Теперь вот о чем. Довольно часто, интригуя читателя, мы начинаем повествование с прямой речи. Например:
— Нет-нет, не спрашивайте, все равно не отвечу!
Он долгим взглядом посмотрел за окно, на низкие облака, проплывающие вдали.
Я проследил его взгляд и тихо произнес:
— Мне трудно настаивать, но войдите и вы в мое положение…
Он неожиданно хитро улыбнулся…
На первый взгляд, нормально, не правда ли? Но в том-то и беда, что диалог сам по себе безличен, пригоден для всего на свете, драматургия его липовая, рассчитана на простачка. И в результате ничего не понятно: кто кого спрашивает? Почему один не хочет отвечать другому? Почему у задающего вопрос какое-то «положение», в которое надо «входить»? И что там за окном, кроме облаков — город или поле, или овраг, или семнадцатый век?

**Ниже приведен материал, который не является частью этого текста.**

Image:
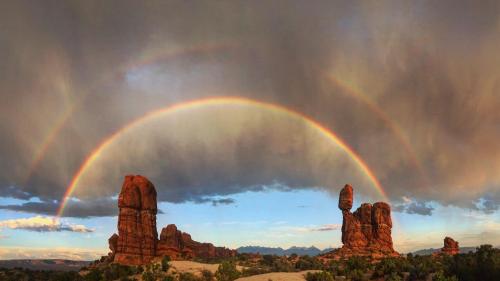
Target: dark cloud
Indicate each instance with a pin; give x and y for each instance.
(328, 227)
(215, 201)
(419, 208)
(412, 87)
(43, 224)
(16, 193)
(78, 209)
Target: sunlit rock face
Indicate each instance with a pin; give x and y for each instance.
(366, 231)
(137, 240)
(137, 234)
(180, 245)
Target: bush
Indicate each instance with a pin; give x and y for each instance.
(93, 275)
(148, 276)
(319, 276)
(441, 277)
(168, 278)
(188, 276)
(356, 275)
(249, 271)
(207, 275)
(165, 263)
(227, 272)
(309, 263)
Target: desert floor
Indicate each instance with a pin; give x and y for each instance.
(277, 276)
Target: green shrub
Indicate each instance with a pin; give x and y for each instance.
(168, 278)
(148, 276)
(439, 276)
(93, 275)
(319, 276)
(207, 275)
(188, 276)
(165, 263)
(227, 272)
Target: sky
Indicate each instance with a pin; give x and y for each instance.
(248, 117)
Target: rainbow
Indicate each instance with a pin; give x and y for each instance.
(148, 58)
(216, 101)
(352, 91)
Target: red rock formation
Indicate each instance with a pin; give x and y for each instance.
(137, 239)
(178, 245)
(450, 246)
(367, 231)
(137, 234)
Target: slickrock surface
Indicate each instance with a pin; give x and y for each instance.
(366, 232)
(137, 240)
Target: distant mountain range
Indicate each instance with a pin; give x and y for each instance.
(430, 251)
(301, 251)
(47, 264)
(313, 251)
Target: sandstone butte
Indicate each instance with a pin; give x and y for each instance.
(137, 239)
(366, 232)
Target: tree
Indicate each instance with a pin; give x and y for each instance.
(319, 276)
(148, 276)
(165, 263)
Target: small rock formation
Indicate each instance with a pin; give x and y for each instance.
(137, 240)
(450, 247)
(137, 234)
(367, 231)
(177, 244)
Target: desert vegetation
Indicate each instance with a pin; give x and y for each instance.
(483, 264)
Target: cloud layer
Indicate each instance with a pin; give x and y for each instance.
(43, 224)
(412, 87)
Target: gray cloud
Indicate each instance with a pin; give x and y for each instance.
(419, 208)
(78, 209)
(215, 201)
(73, 73)
(43, 224)
(328, 227)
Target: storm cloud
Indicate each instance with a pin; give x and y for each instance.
(43, 224)
(411, 87)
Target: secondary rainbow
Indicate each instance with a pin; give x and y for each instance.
(216, 101)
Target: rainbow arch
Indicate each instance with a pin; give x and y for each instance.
(217, 101)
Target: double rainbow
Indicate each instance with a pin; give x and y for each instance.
(217, 101)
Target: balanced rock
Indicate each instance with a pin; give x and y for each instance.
(450, 246)
(366, 231)
(137, 234)
(137, 240)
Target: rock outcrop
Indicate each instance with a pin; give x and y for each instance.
(180, 245)
(137, 234)
(137, 240)
(450, 247)
(367, 231)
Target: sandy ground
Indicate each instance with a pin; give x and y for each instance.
(195, 267)
(278, 276)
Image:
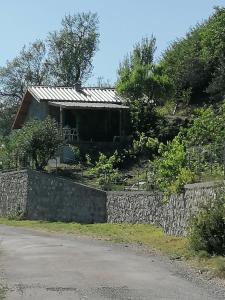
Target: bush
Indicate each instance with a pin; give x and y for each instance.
(37, 141)
(207, 229)
(145, 145)
(105, 170)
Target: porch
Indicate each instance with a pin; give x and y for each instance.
(90, 125)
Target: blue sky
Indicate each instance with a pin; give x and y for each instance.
(122, 24)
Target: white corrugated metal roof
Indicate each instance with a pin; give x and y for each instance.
(99, 105)
(95, 95)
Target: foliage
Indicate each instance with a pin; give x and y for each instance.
(30, 67)
(145, 145)
(196, 62)
(171, 168)
(76, 153)
(142, 83)
(72, 48)
(105, 170)
(37, 141)
(194, 152)
(66, 59)
(207, 229)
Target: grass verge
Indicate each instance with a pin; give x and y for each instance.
(143, 234)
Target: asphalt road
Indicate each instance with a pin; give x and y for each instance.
(46, 266)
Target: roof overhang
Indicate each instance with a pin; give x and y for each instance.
(86, 105)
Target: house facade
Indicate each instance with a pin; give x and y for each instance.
(84, 115)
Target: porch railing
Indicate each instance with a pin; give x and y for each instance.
(70, 134)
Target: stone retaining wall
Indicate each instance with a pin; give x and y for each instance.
(39, 196)
(148, 207)
(13, 193)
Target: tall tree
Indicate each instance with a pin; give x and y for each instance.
(30, 67)
(142, 83)
(73, 47)
(196, 63)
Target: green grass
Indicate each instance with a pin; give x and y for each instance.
(147, 235)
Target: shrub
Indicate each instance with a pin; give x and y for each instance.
(76, 153)
(105, 170)
(37, 141)
(207, 229)
(145, 145)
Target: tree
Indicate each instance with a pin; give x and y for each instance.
(142, 83)
(30, 67)
(196, 63)
(37, 141)
(73, 47)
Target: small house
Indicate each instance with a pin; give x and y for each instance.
(83, 114)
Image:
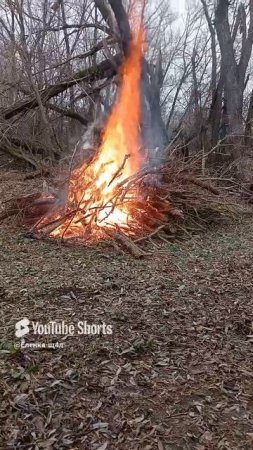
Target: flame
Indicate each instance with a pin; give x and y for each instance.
(94, 187)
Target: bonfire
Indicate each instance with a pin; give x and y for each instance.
(117, 195)
(111, 193)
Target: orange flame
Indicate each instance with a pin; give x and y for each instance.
(93, 187)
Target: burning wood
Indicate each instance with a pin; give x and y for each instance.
(106, 195)
(116, 195)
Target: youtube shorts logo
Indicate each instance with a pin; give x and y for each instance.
(22, 327)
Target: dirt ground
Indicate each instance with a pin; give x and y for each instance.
(177, 371)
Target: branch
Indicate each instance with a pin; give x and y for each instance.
(103, 70)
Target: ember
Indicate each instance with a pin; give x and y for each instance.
(107, 194)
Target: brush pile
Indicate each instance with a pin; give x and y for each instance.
(159, 203)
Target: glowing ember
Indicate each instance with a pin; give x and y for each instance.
(96, 193)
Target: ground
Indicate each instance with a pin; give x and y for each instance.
(177, 371)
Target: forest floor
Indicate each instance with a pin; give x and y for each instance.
(176, 372)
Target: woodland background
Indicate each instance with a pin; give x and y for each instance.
(58, 78)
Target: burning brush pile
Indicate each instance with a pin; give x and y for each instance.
(116, 196)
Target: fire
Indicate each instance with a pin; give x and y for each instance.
(96, 190)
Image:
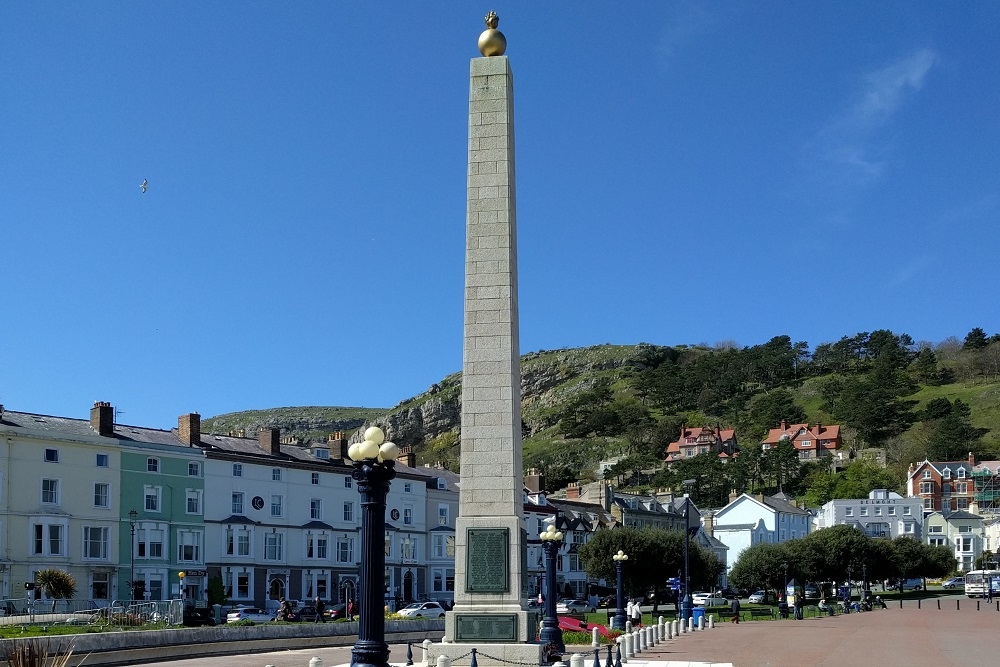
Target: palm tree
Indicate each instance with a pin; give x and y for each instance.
(57, 584)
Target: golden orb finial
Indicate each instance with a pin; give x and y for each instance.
(492, 42)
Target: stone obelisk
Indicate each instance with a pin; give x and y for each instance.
(489, 542)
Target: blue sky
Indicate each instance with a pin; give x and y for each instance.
(686, 173)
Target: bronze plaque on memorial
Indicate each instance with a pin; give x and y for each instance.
(486, 560)
(486, 627)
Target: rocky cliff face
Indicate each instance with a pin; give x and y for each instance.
(548, 379)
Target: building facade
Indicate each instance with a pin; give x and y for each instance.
(883, 514)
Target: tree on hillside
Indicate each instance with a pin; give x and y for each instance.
(872, 404)
(975, 340)
(767, 411)
(761, 566)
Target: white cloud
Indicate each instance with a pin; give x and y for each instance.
(849, 140)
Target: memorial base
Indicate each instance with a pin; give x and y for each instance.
(487, 655)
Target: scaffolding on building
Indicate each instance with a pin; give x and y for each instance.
(987, 491)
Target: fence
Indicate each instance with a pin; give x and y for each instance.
(117, 614)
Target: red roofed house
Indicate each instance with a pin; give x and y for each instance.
(696, 440)
(811, 442)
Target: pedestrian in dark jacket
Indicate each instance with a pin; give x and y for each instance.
(320, 608)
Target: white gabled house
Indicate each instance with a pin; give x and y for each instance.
(748, 520)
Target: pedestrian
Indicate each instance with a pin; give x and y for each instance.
(320, 609)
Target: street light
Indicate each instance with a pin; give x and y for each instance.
(550, 632)
(132, 514)
(686, 605)
(618, 622)
(374, 468)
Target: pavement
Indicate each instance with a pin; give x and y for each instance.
(956, 635)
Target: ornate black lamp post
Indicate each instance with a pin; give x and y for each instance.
(132, 514)
(374, 468)
(686, 604)
(618, 622)
(550, 632)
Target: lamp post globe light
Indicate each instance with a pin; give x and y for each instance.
(132, 514)
(374, 468)
(618, 622)
(550, 632)
(686, 604)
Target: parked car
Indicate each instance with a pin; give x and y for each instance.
(707, 600)
(422, 610)
(570, 624)
(195, 616)
(254, 614)
(728, 593)
(566, 606)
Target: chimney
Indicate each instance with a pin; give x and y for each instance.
(189, 429)
(102, 419)
(407, 457)
(338, 445)
(270, 440)
(535, 481)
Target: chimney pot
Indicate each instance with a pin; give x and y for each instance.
(102, 419)
(270, 440)
(189, 429)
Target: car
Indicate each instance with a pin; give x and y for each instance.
(728, 593)
(422, 610)
(567, 606)
(255, 614)
(570, 624)
(196, 616)
(707, 600)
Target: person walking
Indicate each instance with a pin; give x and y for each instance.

Известно, что некоторые крупные литераторы давно забраковали диалог-разговор, поставленный в начало повествования, считая его невыгодным, поскольку он не действует на воображение читателя. «…Всегда лучше начать картиной — описанием места, времени, фигур, сразу ввести читателя в определенную обстановку»,[64] — советовал А. М. Горький. А если все же начинать диалогом, то таким, который способен дать какую-то информацию, приковать к себе внимание читателя необычностью или мыслью. Попробуем, имея это в виду, несколько изменить процитированный выше диалог:
— Нет-нет, не спрашивайте, мы напрасно теряем время!
— Что значит «напрасно»? — сказал я. — Одно и то же время нельзя потерять дважды.
— Как, впрочем, дважды приобрести, — добавил он, хитро улыбнувшись.
Кажется, намечался контакт…
Это тоже далеко от совершенства, но все же, мне кажется, лучше. Потому что есть пусть крохотная, но мысль, хотя многие наши сомнения, адресованные первому варианту, находят себе место и здесь. А хотелось бы ясности, простоты.
Существует еще и другая крайность: иногда мы пытаемся сразу, первой же фразой ввести читателя в «обстановку», уже без всяких интриг:
— Привет! — громко воскликнул Мартын Иванович Коломеец, заместитель начальника отдела технического контроля управления газификации Н-ского городского Совета, входя в кабинет Анатолия Георгиевича Спирина, своего бывшего однокурсника по институту, а ныне председателя горисполкома, и бросая папку с документами в пустое кресло…
Хоть стой, как говорится, хоть падай в это самое кресло!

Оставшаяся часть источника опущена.